Identifying possible outliers is critical, and it is necessary to remove them before performing an analysis [34]. For this purpose, we utilized the Weka software with an “IQR” filter to remove the outliers from the dataset, and “4926” instances out of “11,176” were outliers in the dataset. These were removed from the dataset and made the dataset ready for predictive analysis. Finally, data preparation was performed successfully, and it selected the “41” features along with clean data for the next phase.
3.3. Problem Formulation
Two classifications were conducted on the dataset, including multi-class classification [35] and binary classification problems [36]. Star ratings are a multi-class classification problem with a range of 1–5 target classes in the dataset. Therefore, we propose the multi-class classification solution for the problem using the five classes on the dataset by implementing the ML techniques. On the other hand, we divided the star rating into two classes: the “bad” and “good” target class, making it a binary classification problem. On the other hand, we converted the target variable for the binary classification problem by setting the range of 1–3.2 as a bad class and all others as good classes. This division of target variables for binary classification was performed to make the dataset balanced. The unbalanced target class overfits the ML model, which leads to biasness [37]. Therefore, we made a better division for the binary target class to overcome this issue. The performance of the ML techniques was evaluated based on the confusion matrix and critically analyzed by interpreting the results for each model.

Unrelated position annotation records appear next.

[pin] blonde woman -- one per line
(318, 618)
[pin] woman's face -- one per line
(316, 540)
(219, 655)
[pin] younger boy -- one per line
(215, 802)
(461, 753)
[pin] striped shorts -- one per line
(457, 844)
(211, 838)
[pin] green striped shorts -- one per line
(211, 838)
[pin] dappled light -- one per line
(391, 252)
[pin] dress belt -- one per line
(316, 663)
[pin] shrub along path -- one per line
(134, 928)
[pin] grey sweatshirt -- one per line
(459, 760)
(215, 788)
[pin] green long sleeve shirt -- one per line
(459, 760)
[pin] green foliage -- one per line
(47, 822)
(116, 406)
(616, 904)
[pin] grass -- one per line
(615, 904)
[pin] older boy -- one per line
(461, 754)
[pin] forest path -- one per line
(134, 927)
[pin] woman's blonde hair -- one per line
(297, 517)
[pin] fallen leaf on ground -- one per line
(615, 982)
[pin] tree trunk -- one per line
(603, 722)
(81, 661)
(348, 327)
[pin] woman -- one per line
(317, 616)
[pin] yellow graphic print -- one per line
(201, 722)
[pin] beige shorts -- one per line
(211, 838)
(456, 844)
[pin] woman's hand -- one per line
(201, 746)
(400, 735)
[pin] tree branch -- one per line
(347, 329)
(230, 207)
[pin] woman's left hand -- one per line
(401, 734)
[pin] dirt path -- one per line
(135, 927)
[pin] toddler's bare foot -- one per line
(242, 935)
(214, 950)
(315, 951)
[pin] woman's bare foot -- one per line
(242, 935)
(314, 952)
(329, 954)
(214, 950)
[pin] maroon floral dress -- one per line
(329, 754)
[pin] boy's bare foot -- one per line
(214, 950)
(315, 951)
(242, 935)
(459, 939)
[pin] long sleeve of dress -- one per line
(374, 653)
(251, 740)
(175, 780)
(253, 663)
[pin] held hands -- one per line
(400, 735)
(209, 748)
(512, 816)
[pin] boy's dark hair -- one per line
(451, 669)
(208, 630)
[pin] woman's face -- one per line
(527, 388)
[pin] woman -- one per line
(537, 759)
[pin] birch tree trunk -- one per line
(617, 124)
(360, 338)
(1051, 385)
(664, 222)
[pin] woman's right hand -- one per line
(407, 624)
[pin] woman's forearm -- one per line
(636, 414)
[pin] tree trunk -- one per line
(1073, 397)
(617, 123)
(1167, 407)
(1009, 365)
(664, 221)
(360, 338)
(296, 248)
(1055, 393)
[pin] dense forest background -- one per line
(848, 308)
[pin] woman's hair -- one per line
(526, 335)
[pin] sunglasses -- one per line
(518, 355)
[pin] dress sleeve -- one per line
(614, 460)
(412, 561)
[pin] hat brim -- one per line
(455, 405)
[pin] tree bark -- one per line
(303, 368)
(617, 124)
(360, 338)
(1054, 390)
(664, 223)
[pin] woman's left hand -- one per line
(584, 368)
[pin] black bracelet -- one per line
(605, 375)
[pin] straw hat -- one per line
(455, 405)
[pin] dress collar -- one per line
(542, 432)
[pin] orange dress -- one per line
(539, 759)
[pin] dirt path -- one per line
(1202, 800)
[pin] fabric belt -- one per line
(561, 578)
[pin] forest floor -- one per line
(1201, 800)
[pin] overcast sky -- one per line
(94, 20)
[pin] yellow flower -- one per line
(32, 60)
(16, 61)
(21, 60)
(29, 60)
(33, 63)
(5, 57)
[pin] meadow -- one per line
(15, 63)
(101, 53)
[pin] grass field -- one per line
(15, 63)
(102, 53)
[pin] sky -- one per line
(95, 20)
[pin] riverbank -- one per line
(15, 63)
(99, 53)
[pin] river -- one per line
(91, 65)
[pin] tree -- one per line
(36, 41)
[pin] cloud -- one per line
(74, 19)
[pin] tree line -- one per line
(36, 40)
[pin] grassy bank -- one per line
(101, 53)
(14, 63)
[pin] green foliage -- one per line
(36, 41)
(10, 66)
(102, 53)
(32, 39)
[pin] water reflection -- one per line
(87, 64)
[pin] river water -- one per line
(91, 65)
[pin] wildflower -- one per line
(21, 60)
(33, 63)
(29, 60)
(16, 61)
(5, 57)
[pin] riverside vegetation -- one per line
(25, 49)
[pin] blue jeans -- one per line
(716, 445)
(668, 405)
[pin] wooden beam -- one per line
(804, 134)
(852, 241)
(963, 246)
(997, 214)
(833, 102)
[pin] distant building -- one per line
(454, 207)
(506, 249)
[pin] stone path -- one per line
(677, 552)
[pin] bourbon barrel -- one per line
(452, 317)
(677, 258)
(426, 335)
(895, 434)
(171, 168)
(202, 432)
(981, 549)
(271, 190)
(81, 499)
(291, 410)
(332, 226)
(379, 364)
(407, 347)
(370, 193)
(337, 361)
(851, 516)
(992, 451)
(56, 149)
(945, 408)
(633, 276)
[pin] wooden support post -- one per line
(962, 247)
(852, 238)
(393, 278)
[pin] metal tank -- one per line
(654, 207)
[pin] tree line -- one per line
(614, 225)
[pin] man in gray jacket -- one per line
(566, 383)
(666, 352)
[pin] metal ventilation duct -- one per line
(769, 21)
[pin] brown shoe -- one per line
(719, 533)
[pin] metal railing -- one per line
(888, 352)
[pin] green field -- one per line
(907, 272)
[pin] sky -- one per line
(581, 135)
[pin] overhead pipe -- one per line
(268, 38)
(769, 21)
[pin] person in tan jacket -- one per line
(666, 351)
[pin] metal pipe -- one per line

Predictive analysis is a significant part of this research for creating good enough and timely decisions using HHCAs using the five machine learning algorithms. In this case study, the HHCA dataset was considered for predictive analysis using feature selection and predictive analysis. We uncovered the most influential features and then built the predictive model using the vital feature. The Weka tool was considered the most powerful predictive analysis for building ML predictive models.
The proposed study utilized ML and DL models to show the effectiveness of the proposed features. SVM is a powerful algorithm due to its kernel techniques such as the linear, polynomial, and RBF kernel. These kernel tricks are used to transform the data from one feature pace to another feature space, where the data are more linearly separable [38]. Along with SVM, RF and DT were selected from the ML techniques for binary and multi-class classification problems. Moreover, from deep learning models, the DNN was selected, and the results were compared with other ML models. DNN performed well in binary classification compared to the other models.
4. Results
A deep analysis is conducted in this portion of the research. All the steps and outcomes from the previous methodology section are employed here to gain valuable insights from the HHCA dataset. Briefly, experiments were conducted on the available data by employing statistical techniques to uncover the helpful attributes from the available data. Moreover, a concise approach was performed using machine learning to build sophisticated models to obtain valuable outcomes from those outperformed characteristics.
4.1. Feature Subset Selection
This subsection performs the feature subset selection for HHCAs using the “40” features to find the most influential indicators. To fulfil this need, we considered the various filters of the WEKA tool for feature selection and dimension reduction. The ranker method and greedy search algorithms find the most important feature from the dataset [39,40]. Principal component analysis (PCA) was used to reduce the dimension of the dataset before applying the predictive model to obtain the best score [41]. Finally, the HHCA dataset was normalized before feature engineering to make it within ranges for better results.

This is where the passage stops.